High altitude, continental Chardonnay
There is a universe of whites making a name for themselves in Argentina. As the vineyards move upwards in the Uco Valley, reaching heights of 1,600m and over, an extreme area for the cultivation of Chardonnay is beginning to form.
In short, we’re looking at producing a white in cold but sunny conditions, exactly the antipode of what is being produced on the world market. These whites require a definition of flavour, and the wineries are working to achieve this, because the difficult part of the equation is to get freshness and maturity.
There are already some examples;
Jose Galante, a legendary winemaker in Chardonnay, found a special balance point for his Salentein Single Vineyard 2015, where the acidity is well tamed with the volume, thanks to lees and oak. Another good example is Catena Zapata White Stones 2012, in which the ageing and the grapes are well assembled. The same with Domaine Bousquet Reserve 2015 and Dedicado Chardonnay 2015.
Compared with others in the world, the richness of volume, the maturity of aromas and the intensity of freshness are a point of differentiation for Argentina. The interesting thing is that this could work for other varieties, which should be explored: from Pinot Gris to Sauvignon Blanc and others, such as Verdejo.
Cold and sunny Cabernet Franc
The different flavours of this variety, which have earned it its reputation over the years, seem to have found a new expression in the high deserts. Until now, most of the oenology applied to obtaining reds with Franc respected the vegetal component, which does not disappear at high altitude – but instead demands concentration.
There is, however, another way to understand Cabernet Franc, where altitude could be key to offering freshness and a lighter red. Some of that can already be seen in the domestic market: Rompecabezas Cabernet Franc 2014 and Polígonos de Valle de Uco, San Pablo, 2016. Unlike the rest of the native Francs, they propose freshness as the main attraction, medium bodied and a new aromatic fruitiness. The point of maturity is the crux, and the result is a continental red with a mature palate, but with a similar freshness to oceanic reds. A rarity that could give the varietal its very own flavour.

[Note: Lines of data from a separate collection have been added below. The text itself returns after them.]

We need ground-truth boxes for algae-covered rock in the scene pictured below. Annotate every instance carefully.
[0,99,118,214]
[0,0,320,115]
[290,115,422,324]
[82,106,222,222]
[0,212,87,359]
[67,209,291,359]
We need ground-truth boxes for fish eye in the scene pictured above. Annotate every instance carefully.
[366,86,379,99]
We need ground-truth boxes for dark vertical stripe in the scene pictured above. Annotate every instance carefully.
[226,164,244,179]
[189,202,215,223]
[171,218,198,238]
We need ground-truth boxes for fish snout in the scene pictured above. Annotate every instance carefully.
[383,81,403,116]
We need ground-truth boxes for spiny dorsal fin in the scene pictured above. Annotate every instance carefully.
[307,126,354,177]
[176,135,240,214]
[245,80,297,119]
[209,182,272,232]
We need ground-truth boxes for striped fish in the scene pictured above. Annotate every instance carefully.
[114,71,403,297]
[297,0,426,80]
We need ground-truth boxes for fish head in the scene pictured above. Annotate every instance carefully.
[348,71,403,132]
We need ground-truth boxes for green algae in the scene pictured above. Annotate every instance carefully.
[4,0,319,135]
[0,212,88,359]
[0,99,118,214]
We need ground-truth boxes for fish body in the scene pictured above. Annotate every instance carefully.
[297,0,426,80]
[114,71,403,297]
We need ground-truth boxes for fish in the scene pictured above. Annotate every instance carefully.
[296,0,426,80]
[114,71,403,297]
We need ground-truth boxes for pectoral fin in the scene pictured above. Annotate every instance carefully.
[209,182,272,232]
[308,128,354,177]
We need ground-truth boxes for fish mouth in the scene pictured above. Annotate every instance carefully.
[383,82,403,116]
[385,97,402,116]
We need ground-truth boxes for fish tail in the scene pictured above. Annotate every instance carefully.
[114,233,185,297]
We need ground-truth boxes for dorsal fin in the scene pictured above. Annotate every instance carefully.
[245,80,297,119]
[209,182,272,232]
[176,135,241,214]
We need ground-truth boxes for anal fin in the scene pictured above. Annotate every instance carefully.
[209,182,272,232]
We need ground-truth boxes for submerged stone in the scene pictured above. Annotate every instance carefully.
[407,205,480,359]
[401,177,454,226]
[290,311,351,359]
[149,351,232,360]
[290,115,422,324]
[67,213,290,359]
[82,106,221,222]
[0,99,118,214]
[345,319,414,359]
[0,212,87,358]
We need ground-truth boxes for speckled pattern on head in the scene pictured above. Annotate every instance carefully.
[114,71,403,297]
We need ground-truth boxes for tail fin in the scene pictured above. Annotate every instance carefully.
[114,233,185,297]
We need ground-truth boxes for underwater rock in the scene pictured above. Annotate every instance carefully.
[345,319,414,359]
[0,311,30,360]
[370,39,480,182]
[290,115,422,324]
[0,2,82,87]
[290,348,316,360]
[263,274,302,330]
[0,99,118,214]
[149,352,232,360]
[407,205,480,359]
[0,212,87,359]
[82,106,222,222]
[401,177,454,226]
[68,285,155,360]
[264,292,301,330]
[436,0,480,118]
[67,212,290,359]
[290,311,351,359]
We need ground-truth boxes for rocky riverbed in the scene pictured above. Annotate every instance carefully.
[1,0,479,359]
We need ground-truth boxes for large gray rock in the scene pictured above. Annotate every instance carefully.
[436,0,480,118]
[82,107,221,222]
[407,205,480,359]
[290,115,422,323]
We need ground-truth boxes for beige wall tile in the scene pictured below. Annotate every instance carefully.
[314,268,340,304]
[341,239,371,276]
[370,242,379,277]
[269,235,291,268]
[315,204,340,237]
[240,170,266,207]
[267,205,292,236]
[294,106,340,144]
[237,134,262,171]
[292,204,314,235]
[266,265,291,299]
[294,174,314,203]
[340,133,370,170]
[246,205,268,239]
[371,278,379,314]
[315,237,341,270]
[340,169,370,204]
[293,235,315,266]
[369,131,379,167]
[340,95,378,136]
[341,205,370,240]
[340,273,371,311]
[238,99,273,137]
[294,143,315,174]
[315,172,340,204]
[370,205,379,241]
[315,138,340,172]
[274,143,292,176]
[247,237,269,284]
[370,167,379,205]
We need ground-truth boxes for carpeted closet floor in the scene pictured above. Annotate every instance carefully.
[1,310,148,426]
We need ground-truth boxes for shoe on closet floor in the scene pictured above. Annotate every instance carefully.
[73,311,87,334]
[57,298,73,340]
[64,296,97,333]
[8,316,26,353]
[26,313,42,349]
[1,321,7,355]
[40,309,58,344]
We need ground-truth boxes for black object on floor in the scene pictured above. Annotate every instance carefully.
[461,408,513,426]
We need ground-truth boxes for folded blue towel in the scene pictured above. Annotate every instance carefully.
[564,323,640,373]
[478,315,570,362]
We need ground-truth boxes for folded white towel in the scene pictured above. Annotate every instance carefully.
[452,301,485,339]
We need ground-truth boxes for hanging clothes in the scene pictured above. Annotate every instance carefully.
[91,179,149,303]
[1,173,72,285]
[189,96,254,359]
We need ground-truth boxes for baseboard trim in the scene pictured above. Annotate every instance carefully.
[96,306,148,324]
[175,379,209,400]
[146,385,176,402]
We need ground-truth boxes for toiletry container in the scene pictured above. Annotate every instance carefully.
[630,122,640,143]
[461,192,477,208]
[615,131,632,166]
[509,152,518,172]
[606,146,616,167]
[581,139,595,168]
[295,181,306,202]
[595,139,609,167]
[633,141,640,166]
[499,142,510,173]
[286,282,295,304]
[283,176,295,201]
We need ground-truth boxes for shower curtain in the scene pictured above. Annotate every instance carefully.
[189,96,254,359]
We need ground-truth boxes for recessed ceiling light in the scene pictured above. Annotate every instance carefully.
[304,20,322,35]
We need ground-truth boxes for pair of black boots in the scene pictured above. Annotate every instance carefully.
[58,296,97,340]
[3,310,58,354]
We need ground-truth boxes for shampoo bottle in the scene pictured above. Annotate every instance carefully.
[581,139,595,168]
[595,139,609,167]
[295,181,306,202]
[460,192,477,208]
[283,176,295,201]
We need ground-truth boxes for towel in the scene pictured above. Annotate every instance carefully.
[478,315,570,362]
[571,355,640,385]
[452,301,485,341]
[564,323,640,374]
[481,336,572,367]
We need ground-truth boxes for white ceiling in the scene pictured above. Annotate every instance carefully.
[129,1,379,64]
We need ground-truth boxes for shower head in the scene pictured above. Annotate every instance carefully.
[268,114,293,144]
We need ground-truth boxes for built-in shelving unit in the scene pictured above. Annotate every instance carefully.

And, strictly speaking, it could be possible to do the same with other reds like Merlot and Syrah.
New Calchaquí reds
In general, the Malbec and Cabernet Sauvignon of the Calchaquí valley offer sufficient differential when it comes to selling them in the market. Now a new type of balance has been added that opens the palate of the region to other consumers. In particular, with Cabernet Sauvignon and its blends.
In the extreme conditions of the valley, which include a lot of sunlight, very warm temperatures and high altitude – this new approach is aiming to fine-tune the wines: rescuing that singularity, but not exaggerating it, and the new Calchaquí Cabernet begins to emerge with elegance.
In particular Malbec and Tannat now offers reds with their own aromas, ample and juicy in the mouth, combined with elegant and polished tannins. The key is to understand that altitude achieves a natural concentration effect and does not require artifices to enhance it. Wineries such as El Porvenir for its Laborum 2014, El Esteco in Chañar Punco 2012 and Finca Quara with Alpaca 2014, are working with this understanding. In this new stylistic trait, seduction, not intensity, is the key.
Whichever path Argentina follows in terms of a wine like Malbec, which has already blazed its own trail, these three styles of unique wines should be good starting point to recognise that ours is a country of specialties.